Gel formulation of tamoxifen significantly reduces side effects related to the oral formulation
A gel form of tamoxifen applied to the breasts of women with noninvasive breast cancer reduced the growth of cancer cells to the same degree as the drug taken in oral form but with fewer side effects that deter some women from taking it, according to new research.
Tamoxifen is an oral drug that is used for breast cancer prevention and as therapy for noninvasive breast cancer and invasive cancer. Because the drug was absorbed through the skin directly into breast tissue, blood levels of the drug were much lower, thus, potentially minimizing dangerous side effects that include blood clots and uterine cancer.
The gel was tested on half of the 26 women enrolled. All the enrolled patients had diagnoses of noninvasive ductal carcinoma in situ (DCIS), in which abnormal cells multiply and form a growth in a milk duct. Because of potential side effects, many women with DCIS are reluctant to take oral tamoxifen after being treated with breast-saving surgery and radiation even though the drug effectively prevents DCIS recurrence and reduces the risk of future new breast cancer.
"Delivering the drug though a gel, if proven effective in larger trials, could potentially replace oral tamoxifen for breast cancer prevention and DCIS and encourage many more women to take it," said lead author Seema Khan, MD, a surgical oncologist at Northwestern University in Evanston, Illinois. "For breast cancer prevention and DCIS therapy, effective drug concentrations are required in the breast. For these women, high circulating drug levels only cause collateral damage."
"The gel minimized exposure to the rest of the body and concentrated the drug in the breast where it is needed. There was very little drug in the bloodstream which should avoid potential blood clots as well as an elevated risk for uterine cancer," said Khan. The study was published in Clinical Cancer Research (2014; doi:10.1158/1078-0432.CCR-13-3045).

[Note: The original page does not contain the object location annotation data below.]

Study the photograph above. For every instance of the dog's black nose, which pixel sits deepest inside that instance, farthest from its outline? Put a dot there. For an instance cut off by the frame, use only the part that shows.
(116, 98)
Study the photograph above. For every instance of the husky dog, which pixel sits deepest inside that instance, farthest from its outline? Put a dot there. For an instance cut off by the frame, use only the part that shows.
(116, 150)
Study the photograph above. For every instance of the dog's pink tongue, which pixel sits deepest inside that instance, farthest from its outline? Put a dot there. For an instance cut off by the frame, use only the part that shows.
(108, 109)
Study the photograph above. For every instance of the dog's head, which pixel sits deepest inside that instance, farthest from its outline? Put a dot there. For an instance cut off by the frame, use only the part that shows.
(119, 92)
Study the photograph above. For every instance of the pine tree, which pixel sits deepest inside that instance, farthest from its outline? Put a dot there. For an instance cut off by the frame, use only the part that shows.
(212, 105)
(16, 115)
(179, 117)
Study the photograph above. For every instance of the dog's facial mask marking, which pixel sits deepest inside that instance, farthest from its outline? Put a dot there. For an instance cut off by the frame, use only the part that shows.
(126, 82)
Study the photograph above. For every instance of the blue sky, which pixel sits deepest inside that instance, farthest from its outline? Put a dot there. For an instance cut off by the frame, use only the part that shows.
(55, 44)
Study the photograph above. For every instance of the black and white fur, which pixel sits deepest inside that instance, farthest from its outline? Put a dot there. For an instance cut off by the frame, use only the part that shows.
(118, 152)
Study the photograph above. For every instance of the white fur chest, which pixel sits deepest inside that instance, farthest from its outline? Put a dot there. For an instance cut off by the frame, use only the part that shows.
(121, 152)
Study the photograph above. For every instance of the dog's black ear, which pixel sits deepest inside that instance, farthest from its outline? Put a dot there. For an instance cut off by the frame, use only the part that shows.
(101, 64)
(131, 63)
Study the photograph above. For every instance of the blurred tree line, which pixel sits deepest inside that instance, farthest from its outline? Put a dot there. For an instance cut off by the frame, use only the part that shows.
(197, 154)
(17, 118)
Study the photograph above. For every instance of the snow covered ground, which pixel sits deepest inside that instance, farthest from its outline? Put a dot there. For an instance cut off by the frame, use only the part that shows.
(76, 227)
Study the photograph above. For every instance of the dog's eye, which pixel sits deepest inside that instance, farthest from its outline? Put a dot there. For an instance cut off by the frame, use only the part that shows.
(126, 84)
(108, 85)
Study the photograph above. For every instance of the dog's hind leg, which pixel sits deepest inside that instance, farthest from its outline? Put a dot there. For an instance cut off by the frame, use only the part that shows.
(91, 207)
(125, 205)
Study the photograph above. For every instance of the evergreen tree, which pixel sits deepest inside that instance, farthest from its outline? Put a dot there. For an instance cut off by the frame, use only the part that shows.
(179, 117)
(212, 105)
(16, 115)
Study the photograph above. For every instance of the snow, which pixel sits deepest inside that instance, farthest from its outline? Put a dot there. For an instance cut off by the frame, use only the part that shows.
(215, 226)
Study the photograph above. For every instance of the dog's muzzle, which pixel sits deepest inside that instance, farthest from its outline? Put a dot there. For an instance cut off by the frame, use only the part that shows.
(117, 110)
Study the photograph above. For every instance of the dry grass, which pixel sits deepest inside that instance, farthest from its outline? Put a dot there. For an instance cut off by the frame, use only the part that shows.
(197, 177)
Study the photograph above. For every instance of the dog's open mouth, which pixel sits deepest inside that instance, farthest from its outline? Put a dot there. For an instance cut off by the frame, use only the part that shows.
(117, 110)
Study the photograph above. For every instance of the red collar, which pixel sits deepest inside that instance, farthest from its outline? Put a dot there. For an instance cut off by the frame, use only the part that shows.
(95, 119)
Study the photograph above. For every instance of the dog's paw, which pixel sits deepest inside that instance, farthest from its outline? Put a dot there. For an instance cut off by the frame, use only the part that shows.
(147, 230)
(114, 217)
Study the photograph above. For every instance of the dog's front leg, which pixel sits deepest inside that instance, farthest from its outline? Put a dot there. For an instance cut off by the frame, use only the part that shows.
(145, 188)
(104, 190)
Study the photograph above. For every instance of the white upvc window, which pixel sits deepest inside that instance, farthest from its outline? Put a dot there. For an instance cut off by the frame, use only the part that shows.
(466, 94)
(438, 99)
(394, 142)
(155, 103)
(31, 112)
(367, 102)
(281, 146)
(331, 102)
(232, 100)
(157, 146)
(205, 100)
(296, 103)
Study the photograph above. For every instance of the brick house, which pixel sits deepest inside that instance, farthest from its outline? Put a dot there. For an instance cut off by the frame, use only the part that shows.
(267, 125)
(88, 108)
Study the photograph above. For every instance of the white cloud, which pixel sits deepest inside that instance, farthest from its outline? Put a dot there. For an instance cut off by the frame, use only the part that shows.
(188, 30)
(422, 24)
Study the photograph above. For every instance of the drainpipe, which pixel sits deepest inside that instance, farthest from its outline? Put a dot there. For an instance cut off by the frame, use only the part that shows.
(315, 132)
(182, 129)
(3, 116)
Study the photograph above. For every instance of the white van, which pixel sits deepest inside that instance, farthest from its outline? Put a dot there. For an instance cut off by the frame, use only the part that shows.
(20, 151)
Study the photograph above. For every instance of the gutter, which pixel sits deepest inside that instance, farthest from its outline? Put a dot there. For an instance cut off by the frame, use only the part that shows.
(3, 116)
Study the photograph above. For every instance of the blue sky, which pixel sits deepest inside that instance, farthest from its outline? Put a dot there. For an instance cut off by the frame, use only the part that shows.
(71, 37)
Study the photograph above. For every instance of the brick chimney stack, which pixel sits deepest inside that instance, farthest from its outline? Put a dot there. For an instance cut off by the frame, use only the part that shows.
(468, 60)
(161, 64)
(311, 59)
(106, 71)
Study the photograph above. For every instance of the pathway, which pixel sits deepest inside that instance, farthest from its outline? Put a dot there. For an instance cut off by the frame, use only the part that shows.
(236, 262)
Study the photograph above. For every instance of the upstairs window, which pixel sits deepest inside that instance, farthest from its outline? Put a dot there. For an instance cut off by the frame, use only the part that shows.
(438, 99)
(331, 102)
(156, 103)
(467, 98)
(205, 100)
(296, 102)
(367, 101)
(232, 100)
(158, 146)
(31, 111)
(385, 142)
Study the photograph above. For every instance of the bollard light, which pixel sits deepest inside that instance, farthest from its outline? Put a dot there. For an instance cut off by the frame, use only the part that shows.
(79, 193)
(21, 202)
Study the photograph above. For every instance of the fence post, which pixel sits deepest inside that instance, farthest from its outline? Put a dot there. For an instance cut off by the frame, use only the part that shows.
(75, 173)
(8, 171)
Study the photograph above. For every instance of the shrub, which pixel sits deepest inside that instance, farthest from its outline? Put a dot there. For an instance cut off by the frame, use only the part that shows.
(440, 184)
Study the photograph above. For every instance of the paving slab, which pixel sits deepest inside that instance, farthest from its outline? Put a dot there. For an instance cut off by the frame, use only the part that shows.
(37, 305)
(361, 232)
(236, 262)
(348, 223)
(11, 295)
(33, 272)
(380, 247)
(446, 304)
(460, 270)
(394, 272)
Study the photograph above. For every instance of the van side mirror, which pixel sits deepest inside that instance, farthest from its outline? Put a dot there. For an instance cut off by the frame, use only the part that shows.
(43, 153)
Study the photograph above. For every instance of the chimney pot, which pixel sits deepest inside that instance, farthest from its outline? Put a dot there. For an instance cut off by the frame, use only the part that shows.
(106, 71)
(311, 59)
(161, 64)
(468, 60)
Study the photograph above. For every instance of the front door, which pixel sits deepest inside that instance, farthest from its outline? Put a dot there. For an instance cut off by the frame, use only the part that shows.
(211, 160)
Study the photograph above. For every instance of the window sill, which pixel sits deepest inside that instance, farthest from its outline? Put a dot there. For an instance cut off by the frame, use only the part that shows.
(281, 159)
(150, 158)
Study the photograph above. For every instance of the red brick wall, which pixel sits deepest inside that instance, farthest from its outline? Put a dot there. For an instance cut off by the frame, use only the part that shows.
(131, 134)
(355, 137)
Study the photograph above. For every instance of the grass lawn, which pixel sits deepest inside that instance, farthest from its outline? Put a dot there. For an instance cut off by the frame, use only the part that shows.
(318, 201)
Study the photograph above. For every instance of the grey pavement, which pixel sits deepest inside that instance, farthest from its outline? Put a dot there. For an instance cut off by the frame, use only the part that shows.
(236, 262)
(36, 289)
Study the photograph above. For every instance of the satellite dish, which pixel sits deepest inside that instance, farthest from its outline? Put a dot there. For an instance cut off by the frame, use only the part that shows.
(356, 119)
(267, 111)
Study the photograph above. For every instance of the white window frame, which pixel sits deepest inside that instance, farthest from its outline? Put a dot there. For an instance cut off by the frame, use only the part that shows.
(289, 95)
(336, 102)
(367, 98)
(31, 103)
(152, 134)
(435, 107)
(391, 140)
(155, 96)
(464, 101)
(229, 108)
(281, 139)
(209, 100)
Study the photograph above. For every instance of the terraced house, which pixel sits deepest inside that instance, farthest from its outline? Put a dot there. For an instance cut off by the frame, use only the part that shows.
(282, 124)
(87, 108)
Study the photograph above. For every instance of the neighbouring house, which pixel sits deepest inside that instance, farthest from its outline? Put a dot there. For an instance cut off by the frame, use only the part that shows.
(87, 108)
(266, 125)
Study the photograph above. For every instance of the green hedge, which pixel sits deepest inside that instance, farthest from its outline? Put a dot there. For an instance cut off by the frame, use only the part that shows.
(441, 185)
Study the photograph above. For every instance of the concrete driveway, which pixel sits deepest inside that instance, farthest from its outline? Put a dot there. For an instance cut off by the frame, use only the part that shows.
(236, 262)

Women who have completed surgery and radiation are given oral tamoxifen for 5 years to reduce the risk of the DCIS recurring at the same place and of new breast cancer appearing elsewhere in the same breast or the other breast. Tamoxifen is an antiestrogen therapy for a type of breast cancer that requires estrogen to grow.
Khan and her colleagues conducted a phase II clinical trial to compare the effects of the gel, 4-OHT, with oral tamoxifen. After 6 to 10 weeks of gel application, the reduction in a marker for cancer cell growth, Ki-67, in breast tissue was similar to that of oral tamoxifen. The breast tissue of patients who used the gel or took the oral drug had equal amounts of 4-OHT present, but the blood levels of 4-OHT were more than five times lower in those who used the gel.
The reduction in the levels of 4-OHT in the blood also was correlated with a reduction in proteins that cause blood clots.
The gel application may also be more effective for some women. Oral tamoxifen doesn't help all women who take it because it needs to be activated in the liver by specific enzymes and about a third of women lack these enzymes, Khan said. These women may not receive full benefits from the pill.